Address
- Ameenee Magu Kulhudhuffushi, Haa Dhaalu Atoll Maldives

Information
- Motto: Disciplined and Determined
- Founded: 1997
- Principal: Aminath Mohamed
- Grades: 1-12

= Jalaluddin School =

School in Kulhudhuffushi, Haa Dhaalu Atoll, Maldives

Jalaluddin School, (ޖަލާލުއްދީން ސްކޫލް, also spelled Jalaaluddin and formerly known as Northern Secondary School) is a school in Kulhudhuffushi, Haa Dhaalu Atoll, Maldives. It teaches grades 1–12. Jalaluddin students have been among those receiving the President's Medal for achieving first place in the world top ten in A level examinations. The school had also produced athletes and had participated in activities. It also offers courses in vocational education.

== History ==
It was named after Sheikh Abdullah Jalaluddin. It opened on 15 February 1998 with a hall and 10 class rooms, a library, school office and a supervisor room. Starting with fewer than 200 students, it is now one of the most recognized and established schools in the Maldives.
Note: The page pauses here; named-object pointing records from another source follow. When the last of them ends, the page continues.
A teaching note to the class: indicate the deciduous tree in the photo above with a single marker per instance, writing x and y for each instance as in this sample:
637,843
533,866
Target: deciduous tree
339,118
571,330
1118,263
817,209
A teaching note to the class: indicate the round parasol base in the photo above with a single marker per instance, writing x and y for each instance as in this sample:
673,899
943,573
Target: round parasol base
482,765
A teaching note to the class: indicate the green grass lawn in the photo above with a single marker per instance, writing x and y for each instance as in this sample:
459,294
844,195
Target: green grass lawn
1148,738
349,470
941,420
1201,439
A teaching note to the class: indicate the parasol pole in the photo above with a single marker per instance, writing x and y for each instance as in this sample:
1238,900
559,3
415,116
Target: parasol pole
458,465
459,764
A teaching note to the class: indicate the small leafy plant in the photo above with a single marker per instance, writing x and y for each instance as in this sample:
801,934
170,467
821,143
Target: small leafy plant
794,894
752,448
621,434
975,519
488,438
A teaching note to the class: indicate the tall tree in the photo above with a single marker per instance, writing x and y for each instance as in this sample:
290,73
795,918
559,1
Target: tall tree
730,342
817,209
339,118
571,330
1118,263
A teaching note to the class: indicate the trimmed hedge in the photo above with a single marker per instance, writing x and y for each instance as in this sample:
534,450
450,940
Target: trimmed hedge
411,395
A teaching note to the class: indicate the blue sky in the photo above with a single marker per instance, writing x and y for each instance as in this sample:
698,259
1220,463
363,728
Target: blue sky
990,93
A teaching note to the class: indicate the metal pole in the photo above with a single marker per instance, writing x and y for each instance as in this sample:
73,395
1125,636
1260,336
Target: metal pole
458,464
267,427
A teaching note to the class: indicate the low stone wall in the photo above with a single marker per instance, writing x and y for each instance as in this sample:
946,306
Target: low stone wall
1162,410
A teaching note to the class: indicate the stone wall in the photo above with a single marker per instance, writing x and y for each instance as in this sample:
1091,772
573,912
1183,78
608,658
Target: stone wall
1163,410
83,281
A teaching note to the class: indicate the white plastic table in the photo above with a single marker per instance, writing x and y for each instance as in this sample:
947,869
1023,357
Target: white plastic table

In 2002, higher secondary education was introduced.

By 2004, it offered O Levels through Cambridge International Examinations and A Levels through Edexcel.

In 2019, primary grades were introduced.

In July 2022, the Ministry of Education hired a contractor to build more classrooms in Jalaluddin. In October 2022, Dhiraagu provided computer systems, furniture, gym exercise balls, books and puzzles and other resources to the school's Special Education Unit.

In 2023, on the occasion of Jalaluddin's Silver jubilee, Jalaluddin's Leading teacher Mohammad Hussain wrote a book about historical information aout the school, former principals and staff members, school achievements, best all-rounder students, photographs of the school and more.